A finding that may not have been so apparent, however, is that, while statistically insignificant, the total
number of medals won by a country at the Olympic Games may be slightly increased by having a larger
contingent of female athletes than male athletes to the Olympic Games. This may be due to the fact that
the average number of female athletes per country currently trails the average number of male athletes
per country.
Lastly, it is worth pointing out that the impacts of the variables examined in this analysis are not
necessary mutually exclusive from one another. Countries such as the United States, China, Japan, and
Germany all finished with a lot of medals respectively. These countries also happen to have higher GDPs.

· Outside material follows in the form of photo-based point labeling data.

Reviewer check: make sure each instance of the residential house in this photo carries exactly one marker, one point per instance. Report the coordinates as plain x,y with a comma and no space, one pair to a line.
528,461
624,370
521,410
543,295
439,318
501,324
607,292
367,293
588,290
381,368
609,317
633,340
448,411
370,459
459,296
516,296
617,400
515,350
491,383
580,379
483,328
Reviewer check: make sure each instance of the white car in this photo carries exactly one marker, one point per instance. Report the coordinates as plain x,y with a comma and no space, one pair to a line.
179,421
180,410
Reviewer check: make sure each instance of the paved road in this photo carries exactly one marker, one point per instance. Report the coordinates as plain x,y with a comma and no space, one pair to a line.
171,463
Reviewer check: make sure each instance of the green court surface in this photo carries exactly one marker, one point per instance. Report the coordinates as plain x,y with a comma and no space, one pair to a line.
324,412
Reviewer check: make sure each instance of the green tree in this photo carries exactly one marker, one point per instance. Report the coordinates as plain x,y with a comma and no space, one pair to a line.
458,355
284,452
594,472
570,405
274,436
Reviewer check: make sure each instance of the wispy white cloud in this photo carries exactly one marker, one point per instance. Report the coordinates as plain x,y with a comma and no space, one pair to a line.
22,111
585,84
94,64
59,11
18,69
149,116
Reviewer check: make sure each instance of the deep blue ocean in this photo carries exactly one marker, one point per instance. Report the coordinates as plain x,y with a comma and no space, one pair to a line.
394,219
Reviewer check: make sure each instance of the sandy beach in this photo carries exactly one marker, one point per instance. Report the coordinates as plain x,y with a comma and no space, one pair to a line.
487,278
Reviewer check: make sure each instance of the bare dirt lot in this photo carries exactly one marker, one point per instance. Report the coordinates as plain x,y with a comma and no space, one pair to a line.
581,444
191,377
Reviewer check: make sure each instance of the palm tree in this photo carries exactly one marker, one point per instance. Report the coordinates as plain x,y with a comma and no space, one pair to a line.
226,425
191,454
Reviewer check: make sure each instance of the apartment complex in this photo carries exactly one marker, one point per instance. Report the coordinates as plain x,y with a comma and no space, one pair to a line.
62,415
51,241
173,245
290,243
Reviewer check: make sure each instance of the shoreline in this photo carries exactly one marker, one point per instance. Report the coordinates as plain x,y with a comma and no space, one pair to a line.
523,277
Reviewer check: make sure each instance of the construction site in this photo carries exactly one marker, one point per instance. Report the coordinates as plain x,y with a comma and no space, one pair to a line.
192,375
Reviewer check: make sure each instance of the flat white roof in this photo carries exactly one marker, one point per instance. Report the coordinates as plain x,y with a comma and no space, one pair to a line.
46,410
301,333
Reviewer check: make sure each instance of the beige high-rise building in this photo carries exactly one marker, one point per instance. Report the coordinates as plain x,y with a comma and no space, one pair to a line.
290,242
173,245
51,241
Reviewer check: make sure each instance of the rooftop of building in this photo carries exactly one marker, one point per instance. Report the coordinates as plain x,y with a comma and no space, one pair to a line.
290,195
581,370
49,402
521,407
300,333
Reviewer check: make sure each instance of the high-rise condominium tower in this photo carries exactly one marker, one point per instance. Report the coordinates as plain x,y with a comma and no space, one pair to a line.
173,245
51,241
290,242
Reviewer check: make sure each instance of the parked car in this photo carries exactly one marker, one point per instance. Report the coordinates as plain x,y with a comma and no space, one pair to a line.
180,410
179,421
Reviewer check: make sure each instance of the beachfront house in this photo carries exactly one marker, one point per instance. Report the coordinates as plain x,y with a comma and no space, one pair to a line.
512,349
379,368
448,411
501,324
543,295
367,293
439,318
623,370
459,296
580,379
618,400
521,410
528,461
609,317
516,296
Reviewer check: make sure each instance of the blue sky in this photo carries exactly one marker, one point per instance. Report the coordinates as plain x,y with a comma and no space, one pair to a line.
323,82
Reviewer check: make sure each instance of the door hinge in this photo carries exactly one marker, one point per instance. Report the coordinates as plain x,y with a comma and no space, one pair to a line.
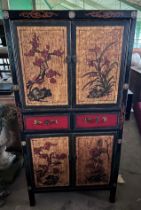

They also sent a lot of athletes (male or female) to the Olympic Games. For each of these countries,
there is an abundance of world-class athletes competing in numerous sports. In addition to the need to
examine interactions between variables included in this analysis, there is also the need to include
several other variables that could potentially contribute to medal winnings. Therefore, for any analysis
on this topic to be complete, several additional factors per country (socio-economic, cultural, political,
religious, along with their interaction) need to be thoroughly examined.